Partial Progress'

David Weintraub

At a time when women comprise 40 percent of all faculty and senior staff at the nation’s colleges and universities, the percentage of tenured women on the Stanford faculty hovers at 17.4 percent—up 3 percent from five years ago. While the number of women in leadership positions has improved with several key appointments in recent years—three of the seven schools now have women deans—a new report from the provost’s office finds that “ensuring gender equity in the academic workplace remains a challenge for higher education in general and Stanford in particular.”

Three years in the making, the report is the work of the 13-member Provost’s Advisory Committee on the Status of Women Faculty. The committee was launched in 2001, after University president John Hennessy met in Cambridge, Mass., with the presidents of eight other leading research universities—Caltech, Harvard, Massachusetts Institute of Technology, University of Michigan-Ann Arbor, University of Pennsylvania, Princeton, UC-Berkeley and Yale. The nine men convened for the first MIT Conference on Gender Equity in Sciences and Engineering in the turbulent wake of a 1999 MIT faculty study that showed women in those fields routinely experienced discrimination.

“The data reflect partial progress,” committee chair and law professor Deborah Rhode says about the 176-page report on women at Stanford. “The University has paid quite substantial attention to pay-equity issues for obvious reasons—those are the easiest to quantify, and there are obvious legal implications that follow from failure to address them. But I think one of the striking findings is that while there’s been enormous progress, there’s still progress that remains to be made.”

The overall picture of gender equity on the Farm is “mixed and complicated,” according to the executive summary. For the first time, faculty were asked so-called “quality of life” questions about professional satisfaction, workload and academic climate.

While there are no significant gender differences in overall faculty satisfaction at Stanford, the report notes the low representation of women, particularly women of color, in certain fields, as well as the frequency of “perceived disadvantages due to gender.” What’s more, Rhode says, there is a “unidirectional” pattern of differences campuswide. “Whenever disparities occur, virtually all involve men receiving higher compensation and support than women.”

The report makes 18 recommendations for recruiting, retaining, compensating and supporting women, and vice provost for faculty development Pat Jones says the University is committed to seeing that they are implemented. On-campus child care is at the top of the administration’s concerns. With 500 names on the waiting list, she says, discussion about another on-campus center “is taking place at the highest levels.”

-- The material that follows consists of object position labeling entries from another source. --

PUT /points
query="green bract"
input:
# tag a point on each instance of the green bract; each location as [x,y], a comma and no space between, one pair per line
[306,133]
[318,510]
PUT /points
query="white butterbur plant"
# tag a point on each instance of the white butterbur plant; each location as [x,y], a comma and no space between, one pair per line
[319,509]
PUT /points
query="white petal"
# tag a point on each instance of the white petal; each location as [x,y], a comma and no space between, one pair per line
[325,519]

A highly regarded specialist in immunology and the first woman to chair the biology department, Jones has seen the number of women biologists at Stanford climb from one when she was hired in 1972 to 13 today, comprising 28 percent of her department’s professoriate. Jones put discussion of the advisory committee’s report on the agenda at the annual meeting of department chairs and also met with faculty late in September to talk about the findings.

The 2004 Stanford report comes five years after the U.S. Department of Labor launched a still-open investigation into Stanford’s hiring and promotion of women faculty, and more than 10 years after a 1993 report by the Provost’s Committee on the Recruitment and Retention of Women Faculty, chaired by education professor Myra Strober. At the time of that study, women comprised 11.2 percent of the tenured faculty, and many of them, according to the new document, felt “isolated, unsupported and overburdened.”

“We pointed to the need for changing the culture of support,” Strober said in a recent interview. “The way I view the new report is that change is taking place slowly, the percentage of women faculty is increasing, the salary equity is getting better, child care is getting better and women’s leadership is getting better.”

Sociologist Cecilia Ridgeway, whom the provost has invited to speak to meetings of department chairs about gender equity and stereotype biases, commends the University’s stated desire to increase the representation of women in the professoriate and to address their professional well-being.

Avoiding lawsuits, “keeping the feds off your back, maintaining good press—all those externalities are best accomplished by just being better at it,” Ridgeway says. “The current administration knows it’s the right thing and the smart thing to do.”